Le gouvernement du Québec a mis en place une stratégie de valorisation de la matière organique (MO), ayant pour objectif de gérer 100 % de la MO des secteurs résidentiels ainsi que des industries, des commerces et des institutions d’ici 2025. Mais les plastiques compostables et biodégradables sur le marché semblent incompatibles avec les filières de traitement des déchets.
Éco Entreprises Québec (ÉEQ) et la firme d’experts-conseils Solinov ont coproduit un rapport sur les plastiques dits compostables et biodégradables, révélé le 13 avril dernier, et se sont aperçus qu’ils n’étaient pas si verts que cela. Le rapport constate que lorsqu’un emballage mentionne les termes «compostable» et «biodégradable», cela n’indique par pour autant qu’il l’est.

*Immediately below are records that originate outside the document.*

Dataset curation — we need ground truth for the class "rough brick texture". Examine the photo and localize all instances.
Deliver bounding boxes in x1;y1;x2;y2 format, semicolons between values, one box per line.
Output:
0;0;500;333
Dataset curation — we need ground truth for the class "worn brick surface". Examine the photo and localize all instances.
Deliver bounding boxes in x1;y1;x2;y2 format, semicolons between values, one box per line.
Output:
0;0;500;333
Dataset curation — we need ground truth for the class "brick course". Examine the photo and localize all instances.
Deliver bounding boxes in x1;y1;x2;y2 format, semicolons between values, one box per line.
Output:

«Ces termes sont des autodéclarations non vérifiées par un tiers, on peut raisonnablement douter de la biodégradabilité ou de la compostabilité d’un emballage identifié comme tel par son fabricant.» – Rapport Éco Entreprises Québec
Quant aux certifications qui attestent qu’un produit est apte au compostage, «celles-ci sont volontaires et réalisées en laboratoire dans des conditions spécifiques et contrôlées (durée, température, humidité), différentes de celles sur le terrain», précise le rapport. De plus, parmi les emballages qui sont réellement compostables, ils ne nuiraient pas au compost mais n’y apporteraient aucune «valeur ajoutée».
Les emballages qui se retrouvent dans la bonne filière via les bacs bruns, c’est-à-dire la filière industrielle du compostage et de la biométhanisation, sont parfois redirigés vers l’enfouissement. «Des revêtements (couches barrières, enduits, vernis) ou d’autres composants d’emballage (étiquettes, bouchons ou autres dispositifs d’ouverture) peuvent compromettre leur décomposition biologique et affecter la qualité du compost.»
Ceux qui se retrouvent en centre de tri, via les bacs bleus, sont «triés, retirés et envoyés à l’enfouissement» comme un déchet. Les emballages de plastique dits biodégradables et compostables ne sont généralement pas recyclables. Enfin, «le compactage dans les sites d’enfouissement les prive des conditions idéales à la dégradation», note le rapport.
La pandémie freine-t-elle la transition écologique ?
La ville de Montréal avait démontré, en avril 2019, sa volonté d’adopter au printemps 2020 un règlement interdisant le plastique à usage unique. À l’heure actuelle, «le projet est toujours en cours d’élaboration», expliquent les services de la mairie de la ville de Montréal.
Toutefois, une avancée claire a été réalisée dans l’adoption du Plan directeur de gestion des matières résiduelles 2020-2025. Désormais , le règlement modifié (16-051) «cible l’interdiction de tous les sacs d’emplettes en plastique, quelle que soit leur épaisseur, et ce dans les commerces de détail et les restaurants». Le règlement initial ne prévoyait qu’une réduction de ces sacs d’emplettes.
«52 % des personnes interrogées conviennent que toute nouvelle réglementation devrait attendre que la situation liée à la COVID-19 soit résolue.» – Étude sur les emballages alimentaires en plastique: pendant la COVID-19
Du côté fédéral, la pandémie n’a pas semblé effrayer le gouvernement du Canada en ce qui a trait à la transition écologique. En octobre dernier, le ministre de l’Environnement et du Changement climatique, Jonathan Wilkinson, avait annoncé un objectif de zéro déchet de plastique d’ici 2030, au Canada.
Le gouvernement de Justin Trudeau s’est aussi engagé à interdire les plastiques à usage unique qui nuisent à l’environnement dès la fin de l’année 2021 et les travaux sont toujours en cours. «Nous continuons à faire avancer nos travaux réglementaires vers notre objectif d’interdire les plastiques nocifs à usage unique d’ici 2021», précise le ministère de l’Environnement. Des produits comme les sacs en plastique, les pailles, les bâtonnets à mélanger, les porte-canettes, les ustensiles et les contenants pour emporter difficiles à recycler sont ciblés.